Rengifo-Correa Laura, González-Salazar Constantino, Stephens Christopher R
C3 - Centro de Ciencias de la Complejidad, Universidad Nacional Autónoma de México, CDMX, Mexico.
C3 - Centro de Ciencias de la Complejidad, Universidad Nacional Autónoma de México, CDMX, Mexico; ICAyCC - Instituto de Ciencias de la Atmósfera y Cambio Climático, Universidad Nacional Autónoma de México, CDMX, Mexico.
Acta Trop. 2023 Feb;238:106757. doi: 10.1016/j.actatropica.2022.106757. Epub 2022 Nov 17.
The potential benefits of incorporating biotic, as well as abiotic, predictors in niche and species distribution models (SDMs), as well as how to achieve this, is still debated, with their interpretability and explanatory potential being particularly questioned. It is therefore important to stress test modelling methodologies that include biotic factors against use cases where there is ample knowledge of the potential biotic component of the niche. Relatively well studied and important vector-borne diseases offer just such an opportunity, where knowledge of the agents involved in the transmission cycle -vectors and hosts- can serve to calibrate and test the niche model and corresponding SDM. Here, we study the contributions of biotic -14 vectors, 459 potential hosts- and abiotic -258 climatic categories- predictors to the explanatory and predictive features of the niche and corresponding SDM for the etiological agent of Chagas disease, Trypanosoma cruzi, in Mexico. Using an established spatial data mining technique, we generate biotic, abiotic and biotic+abiotic niche and SDM models. We test our models by comparing predictions of the most important probable hosts of Chagas disease with a previously published list of confirmed hosts. We quantify, compare, and contrast the individual and total contributions of predictors to the niche and distribution of Chagas disease in Mexico. We assess the relative predictive potential of these variables to model performance, showing that models that include relevant biotic niche variables lead to more predictive, more ecologically realistic SDMs. Our research illustrates a useful general procedure for identifying and ranking potential biotic interactions and for assessing the relative importance of biotic and abiotic predictors. We conclude that the inclusion of both abiotic and biotic predictors in SDMs not only provides more predictive and accurate models but also models that are more understandable and explainable from an ecological niche perspective.
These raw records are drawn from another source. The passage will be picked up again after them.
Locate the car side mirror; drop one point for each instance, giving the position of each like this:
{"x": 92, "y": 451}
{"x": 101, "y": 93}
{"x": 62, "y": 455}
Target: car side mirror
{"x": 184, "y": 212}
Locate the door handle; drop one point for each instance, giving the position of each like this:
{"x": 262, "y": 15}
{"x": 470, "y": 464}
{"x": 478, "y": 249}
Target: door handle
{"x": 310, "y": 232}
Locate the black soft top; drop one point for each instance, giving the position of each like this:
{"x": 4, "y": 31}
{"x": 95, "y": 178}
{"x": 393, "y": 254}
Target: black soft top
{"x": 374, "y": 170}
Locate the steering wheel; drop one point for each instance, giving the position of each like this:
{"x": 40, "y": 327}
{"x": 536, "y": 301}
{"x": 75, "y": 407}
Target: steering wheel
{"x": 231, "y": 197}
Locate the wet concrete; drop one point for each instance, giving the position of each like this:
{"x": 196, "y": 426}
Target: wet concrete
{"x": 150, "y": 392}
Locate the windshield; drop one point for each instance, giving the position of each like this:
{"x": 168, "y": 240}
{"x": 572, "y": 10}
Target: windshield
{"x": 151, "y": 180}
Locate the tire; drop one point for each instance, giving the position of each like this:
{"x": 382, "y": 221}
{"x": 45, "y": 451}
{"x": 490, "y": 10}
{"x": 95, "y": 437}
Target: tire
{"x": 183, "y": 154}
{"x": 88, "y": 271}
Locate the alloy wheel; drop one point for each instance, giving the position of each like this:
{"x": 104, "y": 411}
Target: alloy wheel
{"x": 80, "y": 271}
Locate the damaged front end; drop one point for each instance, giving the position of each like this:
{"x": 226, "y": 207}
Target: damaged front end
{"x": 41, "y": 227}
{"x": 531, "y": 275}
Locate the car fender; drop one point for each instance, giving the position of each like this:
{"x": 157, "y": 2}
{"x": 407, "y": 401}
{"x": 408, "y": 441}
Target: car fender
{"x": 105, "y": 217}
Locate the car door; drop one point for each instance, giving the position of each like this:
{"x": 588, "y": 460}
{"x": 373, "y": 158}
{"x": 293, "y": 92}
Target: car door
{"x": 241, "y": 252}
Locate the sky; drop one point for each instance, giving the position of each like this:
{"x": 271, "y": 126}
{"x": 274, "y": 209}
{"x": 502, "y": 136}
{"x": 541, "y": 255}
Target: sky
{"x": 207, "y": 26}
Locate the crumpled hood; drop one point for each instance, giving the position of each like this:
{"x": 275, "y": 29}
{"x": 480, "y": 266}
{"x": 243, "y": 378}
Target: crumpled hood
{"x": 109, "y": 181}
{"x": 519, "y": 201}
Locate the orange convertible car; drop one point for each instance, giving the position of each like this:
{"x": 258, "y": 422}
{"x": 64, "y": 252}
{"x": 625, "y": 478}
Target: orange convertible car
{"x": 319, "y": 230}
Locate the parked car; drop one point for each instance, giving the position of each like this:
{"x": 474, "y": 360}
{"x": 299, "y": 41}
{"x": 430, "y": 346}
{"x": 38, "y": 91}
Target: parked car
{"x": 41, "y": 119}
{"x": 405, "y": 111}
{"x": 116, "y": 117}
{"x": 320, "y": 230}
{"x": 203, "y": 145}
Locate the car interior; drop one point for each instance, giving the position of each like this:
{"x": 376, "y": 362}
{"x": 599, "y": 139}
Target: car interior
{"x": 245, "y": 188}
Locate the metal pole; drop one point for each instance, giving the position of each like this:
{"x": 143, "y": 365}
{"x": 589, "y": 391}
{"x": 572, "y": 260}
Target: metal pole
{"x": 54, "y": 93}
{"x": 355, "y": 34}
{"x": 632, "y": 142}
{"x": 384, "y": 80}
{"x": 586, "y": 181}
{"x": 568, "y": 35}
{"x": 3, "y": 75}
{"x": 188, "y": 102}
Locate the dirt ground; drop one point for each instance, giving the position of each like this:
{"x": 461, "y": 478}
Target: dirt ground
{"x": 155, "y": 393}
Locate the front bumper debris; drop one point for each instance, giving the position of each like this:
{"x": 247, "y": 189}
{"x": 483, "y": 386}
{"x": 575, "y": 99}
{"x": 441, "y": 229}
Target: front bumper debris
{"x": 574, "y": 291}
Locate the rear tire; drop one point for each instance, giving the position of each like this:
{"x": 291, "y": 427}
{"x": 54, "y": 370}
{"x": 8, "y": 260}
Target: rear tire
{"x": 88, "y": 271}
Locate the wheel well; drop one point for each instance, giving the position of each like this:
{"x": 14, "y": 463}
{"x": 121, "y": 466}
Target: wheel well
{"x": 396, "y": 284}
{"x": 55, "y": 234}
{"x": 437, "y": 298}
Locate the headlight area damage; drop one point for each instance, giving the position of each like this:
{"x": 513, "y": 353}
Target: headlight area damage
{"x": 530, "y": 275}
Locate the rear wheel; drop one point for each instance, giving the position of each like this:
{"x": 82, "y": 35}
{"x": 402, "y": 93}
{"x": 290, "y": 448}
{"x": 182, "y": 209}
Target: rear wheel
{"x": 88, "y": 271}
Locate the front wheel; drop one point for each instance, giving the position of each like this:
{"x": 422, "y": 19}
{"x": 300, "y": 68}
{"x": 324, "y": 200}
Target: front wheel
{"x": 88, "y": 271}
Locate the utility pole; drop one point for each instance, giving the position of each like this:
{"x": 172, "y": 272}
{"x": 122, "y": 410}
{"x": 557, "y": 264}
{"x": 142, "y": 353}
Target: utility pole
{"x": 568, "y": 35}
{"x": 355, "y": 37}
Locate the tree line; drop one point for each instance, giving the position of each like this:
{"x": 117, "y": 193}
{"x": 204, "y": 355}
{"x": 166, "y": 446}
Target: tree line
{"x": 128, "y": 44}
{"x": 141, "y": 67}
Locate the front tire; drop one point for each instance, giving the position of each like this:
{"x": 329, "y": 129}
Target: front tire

在生态位和物种分布模型(SDM)中纳入生物和非生物预测因子的潜在益处以及如何实现这一点仍存在争议,其可解释性和解释潜力尤其受到质疑。因此,对包含生物因子的建模方法进行压力测试非常重要,测试对象是那些对生态位潜在生物成分有充分了解的用例。相对研究充分且重要的媒介传播疾病就提供了这样一个机会,在这类疾病中,对传播周期中涉及的媒介和宿主等病原体的了解可用于校准和测试生态位模型及相应的SDM。在此,我们研究了生物预测因子(14种媒介、459种潜在宿主)和非生物预测因子(258种气候类别)对墨西哥恰加斯病病原体克氏锥虫的生态位及相应SDM的解释和预测特征的贡献。我们使用一种既定的空间数据挖掘技术,生成了生物、非生物以及生物+非生物的生态位和SDM模型。我们通过将恰加斯病最重要的可能宿主的预测结果与先前公布的确诊宿主列表进行比较来测试我们的模型。我们量化、比较并对比了预测因子对墨西哥恰加斯病生态位和分布的个体贡献和总体贡献。我们评估了这些变量对模型性能的相对预测潜力,结果表明包含相关生物生态位变量的模型会产生更具预测性、更符合生态现实的SDM。我们的研究说明了一种有用的通用程序,用于识别和排列潜在的生物相互作用,并评估生物和非生物预测因子的相对重要性。我们得出结论,在SDM中纳入非生物和生物预测因子不仅能提供更具预测性和准确性的模型,还能提供从生态位角度更易于理解和解释的模型。